刹那――私が瞬きして瞼を閉じもう一度開いた時には、既に霊ちゃんの体から猫耳と尻尾が消えていた。すぐ近くでは霰ちゃんがオロオロと涙を流しながら「ああ~、お痛わしやお姉さま~!!」と声を上げ泣いている。にしても、一体何が起きたのだろう……。
「……これでいいですよね?」
「え、ええ……まぁいいでしょう」
北斑先生も一瞬のことに戸惑いながら霊ちゃんの頭やお尻を触ったりして猫耳と尻尾がなくなったのを確認する。
「ひゃあ! ちょっ、先生。そこは、くすぐったい!」
「ぬわあああっ! お姉さまに何をしてらっしゃるんですのぉ~!!」
霊ちゃんの悲鳴に霰ちゃんが目を赤く光らせて叫び声を上げる。
というわけでラジオ体操と共に始まるプールの授業ですが、そこでまたひと騒動。霊の格好についてです。スク水に猫耳と首輪としっぽってそれなんていうプレイですか。

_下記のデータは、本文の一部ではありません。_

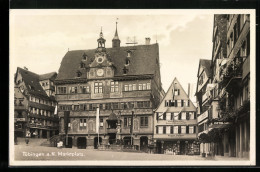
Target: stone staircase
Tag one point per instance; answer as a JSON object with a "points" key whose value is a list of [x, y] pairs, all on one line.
{"points": [[32, 141]]}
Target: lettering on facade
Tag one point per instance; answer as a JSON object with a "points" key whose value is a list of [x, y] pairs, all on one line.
{"points": [[19, 119], [221, 123], [203, 116], [74, 125], [175, 135], [176, 122]]}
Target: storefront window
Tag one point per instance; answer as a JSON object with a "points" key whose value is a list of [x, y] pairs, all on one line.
{"points": [[183, 129]]}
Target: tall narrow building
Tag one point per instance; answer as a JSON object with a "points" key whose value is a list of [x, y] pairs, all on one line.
{"points": [[175, 124], [34, 104], [227, 95], [115, 80]]}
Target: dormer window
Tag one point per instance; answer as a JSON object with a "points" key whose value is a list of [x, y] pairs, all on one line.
{"points": [[125, 70], [79, 74], [82, 65], [84, 57], [129, 53], [127, 61]]}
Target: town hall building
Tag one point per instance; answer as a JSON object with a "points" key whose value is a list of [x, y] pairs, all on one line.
{"points": [[124, 83], [175, 123]]}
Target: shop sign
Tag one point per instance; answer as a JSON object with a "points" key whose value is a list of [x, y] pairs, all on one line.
{"points": [[220, 123], [203, 116], [19, 119], [179, 122]]}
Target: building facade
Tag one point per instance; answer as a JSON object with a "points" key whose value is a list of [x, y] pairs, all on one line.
{"points": [[34, 104], [229, 91], [175, 123], [204, 78], [115, 80]]}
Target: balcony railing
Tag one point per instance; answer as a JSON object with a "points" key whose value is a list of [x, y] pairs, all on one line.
{"points": [[232, 70]]}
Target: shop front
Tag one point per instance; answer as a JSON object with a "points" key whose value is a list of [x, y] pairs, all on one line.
{"points": [[178, 147]]}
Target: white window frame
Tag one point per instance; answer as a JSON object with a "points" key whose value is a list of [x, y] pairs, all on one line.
{"points": [[191, 115], [175, 116], [160, 129], [175, 129], [168, 129], [191, 129], [134, 87], [168, 116], [148, 86], [183, 116]]}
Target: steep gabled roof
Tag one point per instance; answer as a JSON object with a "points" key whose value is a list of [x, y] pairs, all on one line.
{"points": [[31, 81], [51, 76], [205, 63], [169, 95], [142, 61]]}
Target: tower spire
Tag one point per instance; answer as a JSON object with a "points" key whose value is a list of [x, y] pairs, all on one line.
{"points": [[116, 41]]}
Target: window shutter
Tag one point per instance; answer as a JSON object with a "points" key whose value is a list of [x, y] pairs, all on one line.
{"points": [[187, 116], [164, 129]]}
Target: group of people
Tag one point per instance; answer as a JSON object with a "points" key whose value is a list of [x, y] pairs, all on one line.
{"points": [[27, 136]]}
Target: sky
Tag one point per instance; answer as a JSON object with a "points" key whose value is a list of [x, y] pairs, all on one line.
{"points": [[39, 39]]}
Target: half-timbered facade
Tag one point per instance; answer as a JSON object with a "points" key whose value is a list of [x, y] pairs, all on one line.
{"points": [[124, 82]]}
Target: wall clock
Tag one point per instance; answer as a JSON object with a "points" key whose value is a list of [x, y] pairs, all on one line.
{"points": [[100, 72]]}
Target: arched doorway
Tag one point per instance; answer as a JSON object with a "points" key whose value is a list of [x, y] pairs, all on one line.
{"points": [[69, 145], [159, 147], [127, 140], [144, 143], [44, 134], [81, 142], [96, 142]]}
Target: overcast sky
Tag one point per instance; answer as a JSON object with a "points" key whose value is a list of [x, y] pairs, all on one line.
{"points": [[39, 40]]}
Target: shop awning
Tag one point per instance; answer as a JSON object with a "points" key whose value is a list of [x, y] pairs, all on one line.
{"points": [[219, 124]]}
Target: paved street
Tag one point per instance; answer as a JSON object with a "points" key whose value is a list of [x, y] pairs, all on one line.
{"points": [[23, 152]]}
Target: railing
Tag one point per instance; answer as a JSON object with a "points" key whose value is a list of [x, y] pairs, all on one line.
{"points": [[239, 41]]}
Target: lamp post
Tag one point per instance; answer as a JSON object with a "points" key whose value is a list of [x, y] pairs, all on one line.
{"points": [[132, 119]]}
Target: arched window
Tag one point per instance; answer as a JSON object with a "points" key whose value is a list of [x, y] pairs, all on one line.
{"points": [[79, 74], [82, 65]]}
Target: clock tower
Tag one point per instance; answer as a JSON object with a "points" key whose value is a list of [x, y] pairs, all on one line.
{"points": [[101, 66]]}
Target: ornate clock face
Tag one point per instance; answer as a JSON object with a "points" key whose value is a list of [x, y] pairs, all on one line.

とまぁ、それはさておき霰のリアクションと台詞がほぼ某あの人にしか見えないんですよね。挿絵を載せていっていますが、霰の絵を白黒で見ると、ますますあの人に見えるかもしれません。が、決して同一人物ではないのであしからず。そして、ここで新たに発覚する霊の新技。あの耳としっぽ、魔力で隠せたんです。
さらに、響史は――憐れとしか言い様がないです。